Discovery Blocks Cancer Drug's Toxic Side Effect
Findings published in Science from the Redinbo Group, in collaboration with UNC School of Medicine, the Albert Einstein College of Medicine, and North Carolina Central University, may lead to the elimination of a debilitating side effect of CPT-11, a widely used but harshly potent treatment for colon cancer. The team of researchers, led by chemistry professor Matthew Redinbo from the University of North Carolina at Chapel Hill, has discovered that it is possible to target and block the enzyme, beta glucuronidase, which is thought to play a major role in causing the drug's side effects. "In a manner of speaking, we cured the bacteria's sweet tooth without damaging the microbes or intestines and, in the process, the drug's toxic side effect was alleviated," said Redinbo.
Study co-author, Sridhar Mani, professor of medicine and genetics at Einstein, said the severe diarrhea caused by CPT-11 can sharply limit the dosage that cancer patients can receive. "Our tests showed conclusively that the inhibitor identified by our UNC colleagues prevented diarrhea in mice that were also receiving CPT-11. We are hopeful that clinical trials will show that administering this inhibitor when patients start taking CPT-11 allows for improvement in the drug's anti-tumor effect in patients with cancer."
Mitochondrial Ribosome-Protein Interactions
Published in The Journal of Biological Chemistry, a collaboration between the Spremulli Group and the Fecko Group elaborates on how the mammalian mitochondrial inner membrane protein Oxa1L is involved in the insertion of a number of mitochondrial translation products into the inner membrane. During this process, the C-terminal tail of Oxa1L (Oxa1L-CTT) binds mitochondrial ribosomes and is believed to coordinate the synthesis and membrane insertion of the nascent chains into the membrane. The C-terminal tail of Oxa1L does not contain any Cys residues. Four variants of this protein with a specifically placed Cys residue at position 4, 39, 67, or 94 of Oxa1L-CTT were prepared. These Cys residues have been derivatized with a fluorescent probe, tetramethylrhodamine-5-maleimide, for biophysical studies.
Oxa1L-CTT forms oligomers cooperatively with a binding constant in the submicromolar range. Fluorescence anisotropy and fluorescence lifetime measurements indicate that contacts near a long helix close to position 39 of Oxa1L-CTT occur during oligomer formation. Fluorescence correlation spectroscopy measurements demonstrate that all of the Oxa1L-CTT derivatives bind to mammalian mitochondrial ribosomes. Steady-state fluorescence quenching and fluorescence lifetime data indicate that there are extensive contacts between Oxa1L-CTT and the ribosome-encompassing regions around positions 39, 67, and 94. The results of this study suggest that Oxa1L-CTT undergoes conformational changes and induced oligomer formation when it binds to the ribosome.

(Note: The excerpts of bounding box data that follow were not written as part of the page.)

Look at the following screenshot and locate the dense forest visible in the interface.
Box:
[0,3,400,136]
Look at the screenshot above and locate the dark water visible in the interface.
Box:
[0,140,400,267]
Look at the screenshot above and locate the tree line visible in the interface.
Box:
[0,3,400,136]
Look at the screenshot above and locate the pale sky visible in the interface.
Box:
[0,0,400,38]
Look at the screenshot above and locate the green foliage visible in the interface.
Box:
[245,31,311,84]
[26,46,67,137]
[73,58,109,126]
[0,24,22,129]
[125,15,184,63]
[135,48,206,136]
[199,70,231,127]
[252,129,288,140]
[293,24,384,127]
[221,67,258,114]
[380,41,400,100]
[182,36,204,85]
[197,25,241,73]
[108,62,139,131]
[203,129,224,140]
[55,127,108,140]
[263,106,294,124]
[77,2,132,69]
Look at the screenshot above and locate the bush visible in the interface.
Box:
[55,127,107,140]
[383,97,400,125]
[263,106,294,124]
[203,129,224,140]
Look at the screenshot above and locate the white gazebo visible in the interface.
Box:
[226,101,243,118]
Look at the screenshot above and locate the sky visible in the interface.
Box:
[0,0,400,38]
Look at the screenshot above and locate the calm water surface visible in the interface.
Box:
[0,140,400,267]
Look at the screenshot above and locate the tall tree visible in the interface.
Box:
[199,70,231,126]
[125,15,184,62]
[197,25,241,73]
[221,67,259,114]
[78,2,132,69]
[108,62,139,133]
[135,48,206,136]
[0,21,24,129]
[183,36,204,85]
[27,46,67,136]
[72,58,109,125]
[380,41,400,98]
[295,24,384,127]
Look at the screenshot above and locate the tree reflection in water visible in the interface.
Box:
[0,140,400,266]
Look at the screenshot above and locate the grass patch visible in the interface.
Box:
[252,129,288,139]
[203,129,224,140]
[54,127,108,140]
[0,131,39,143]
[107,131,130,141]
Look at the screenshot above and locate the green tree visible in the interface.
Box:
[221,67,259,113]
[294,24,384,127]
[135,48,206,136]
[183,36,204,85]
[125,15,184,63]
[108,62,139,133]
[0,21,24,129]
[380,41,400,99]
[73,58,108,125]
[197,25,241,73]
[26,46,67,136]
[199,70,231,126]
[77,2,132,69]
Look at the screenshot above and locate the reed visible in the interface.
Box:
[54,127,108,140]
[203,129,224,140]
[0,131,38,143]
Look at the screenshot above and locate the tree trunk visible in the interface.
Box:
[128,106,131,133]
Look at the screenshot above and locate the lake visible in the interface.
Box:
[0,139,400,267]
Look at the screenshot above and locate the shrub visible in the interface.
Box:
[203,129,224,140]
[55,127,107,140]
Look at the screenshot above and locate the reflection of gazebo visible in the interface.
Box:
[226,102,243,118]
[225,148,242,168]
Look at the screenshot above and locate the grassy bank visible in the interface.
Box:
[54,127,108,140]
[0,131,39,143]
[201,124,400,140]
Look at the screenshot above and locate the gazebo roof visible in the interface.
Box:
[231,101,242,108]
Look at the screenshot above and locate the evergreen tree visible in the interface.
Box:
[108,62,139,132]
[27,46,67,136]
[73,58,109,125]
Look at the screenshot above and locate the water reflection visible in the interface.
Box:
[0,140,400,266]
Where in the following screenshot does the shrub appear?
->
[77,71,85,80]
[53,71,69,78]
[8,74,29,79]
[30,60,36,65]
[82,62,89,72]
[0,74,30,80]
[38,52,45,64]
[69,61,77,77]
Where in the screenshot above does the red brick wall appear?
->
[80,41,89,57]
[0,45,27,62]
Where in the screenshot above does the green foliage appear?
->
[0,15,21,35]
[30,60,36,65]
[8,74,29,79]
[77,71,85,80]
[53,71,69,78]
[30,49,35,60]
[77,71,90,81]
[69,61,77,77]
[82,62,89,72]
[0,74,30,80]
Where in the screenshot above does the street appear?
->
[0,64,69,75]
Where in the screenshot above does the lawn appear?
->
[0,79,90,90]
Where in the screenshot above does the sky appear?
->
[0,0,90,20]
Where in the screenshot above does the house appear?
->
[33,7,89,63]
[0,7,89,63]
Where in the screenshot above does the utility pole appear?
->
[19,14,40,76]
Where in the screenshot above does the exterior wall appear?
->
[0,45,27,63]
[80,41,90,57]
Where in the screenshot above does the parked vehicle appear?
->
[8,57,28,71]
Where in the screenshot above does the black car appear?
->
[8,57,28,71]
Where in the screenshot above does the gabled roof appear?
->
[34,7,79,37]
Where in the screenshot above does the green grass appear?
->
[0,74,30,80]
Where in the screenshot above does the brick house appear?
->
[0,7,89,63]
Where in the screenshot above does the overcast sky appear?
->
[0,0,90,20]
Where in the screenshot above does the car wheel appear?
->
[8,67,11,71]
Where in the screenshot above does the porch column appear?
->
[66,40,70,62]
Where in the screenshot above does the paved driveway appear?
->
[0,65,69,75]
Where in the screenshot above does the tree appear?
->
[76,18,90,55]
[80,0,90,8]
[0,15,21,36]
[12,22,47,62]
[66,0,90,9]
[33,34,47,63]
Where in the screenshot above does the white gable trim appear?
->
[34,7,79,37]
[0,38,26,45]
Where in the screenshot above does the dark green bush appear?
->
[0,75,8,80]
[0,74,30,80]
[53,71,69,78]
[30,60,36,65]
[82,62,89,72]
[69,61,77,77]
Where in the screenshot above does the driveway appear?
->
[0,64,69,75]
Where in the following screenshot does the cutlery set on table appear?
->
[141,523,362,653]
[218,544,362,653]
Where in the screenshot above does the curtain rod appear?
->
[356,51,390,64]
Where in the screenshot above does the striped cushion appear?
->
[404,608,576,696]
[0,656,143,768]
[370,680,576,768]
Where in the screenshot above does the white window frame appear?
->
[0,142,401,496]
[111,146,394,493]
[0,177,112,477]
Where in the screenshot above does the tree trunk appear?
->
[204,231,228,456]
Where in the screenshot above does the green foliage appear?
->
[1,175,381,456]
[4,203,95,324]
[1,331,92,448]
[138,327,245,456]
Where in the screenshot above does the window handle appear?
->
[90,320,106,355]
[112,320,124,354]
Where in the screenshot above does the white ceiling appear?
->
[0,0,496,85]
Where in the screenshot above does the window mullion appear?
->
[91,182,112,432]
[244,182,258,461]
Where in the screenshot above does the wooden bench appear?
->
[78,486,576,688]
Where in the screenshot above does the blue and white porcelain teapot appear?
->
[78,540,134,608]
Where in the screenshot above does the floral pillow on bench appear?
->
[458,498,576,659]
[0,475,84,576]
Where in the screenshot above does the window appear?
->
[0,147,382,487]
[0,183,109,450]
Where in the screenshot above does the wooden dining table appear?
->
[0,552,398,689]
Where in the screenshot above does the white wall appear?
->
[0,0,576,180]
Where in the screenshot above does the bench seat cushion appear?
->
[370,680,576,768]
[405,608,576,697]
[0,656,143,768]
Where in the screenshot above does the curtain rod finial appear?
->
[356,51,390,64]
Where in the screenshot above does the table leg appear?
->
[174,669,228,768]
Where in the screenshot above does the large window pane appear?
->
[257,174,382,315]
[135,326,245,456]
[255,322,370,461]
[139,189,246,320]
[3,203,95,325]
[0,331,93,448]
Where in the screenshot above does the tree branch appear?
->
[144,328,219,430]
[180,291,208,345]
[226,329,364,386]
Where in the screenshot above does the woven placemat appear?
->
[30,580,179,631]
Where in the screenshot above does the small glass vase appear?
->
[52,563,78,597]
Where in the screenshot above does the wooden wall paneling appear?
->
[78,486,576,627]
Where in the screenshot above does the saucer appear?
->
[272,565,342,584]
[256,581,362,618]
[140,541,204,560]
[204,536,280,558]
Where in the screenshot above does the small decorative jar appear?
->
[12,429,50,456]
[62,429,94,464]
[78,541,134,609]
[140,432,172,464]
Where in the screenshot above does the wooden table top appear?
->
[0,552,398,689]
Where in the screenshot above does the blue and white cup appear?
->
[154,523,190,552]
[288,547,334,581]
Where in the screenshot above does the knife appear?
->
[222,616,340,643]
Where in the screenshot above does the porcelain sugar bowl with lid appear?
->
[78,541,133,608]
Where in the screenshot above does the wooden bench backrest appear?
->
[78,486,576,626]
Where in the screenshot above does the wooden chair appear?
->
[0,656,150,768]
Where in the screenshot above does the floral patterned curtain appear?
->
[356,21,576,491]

Deciphering Viral 'Zip-Codes'
All retroviruses contain a structure in their RNA genomes that functions like a cellular 'zip code' and directs the genome into nascent virus particles. Although the phenomena has been noted for nearly 30 years, the molecular mechanism was unknown.
As reported in PNAS scientists at UNC and at the National Cancer Institute lead by Professor Weeks have used SHAPE technology, invented in the Weeks laboratory, to map the virus packaging signal, the RNA 'zip code', at nucleotide resolution. Remarkably, mutating only 4 nucleotides in the newly identified structure abolishes specific RNA packaging and virus infectivity.
The results have broad implications for RNA recognition and illustrate how precise chemical tools make it possible to decipher complex biological interactions, including inside infectious viruses.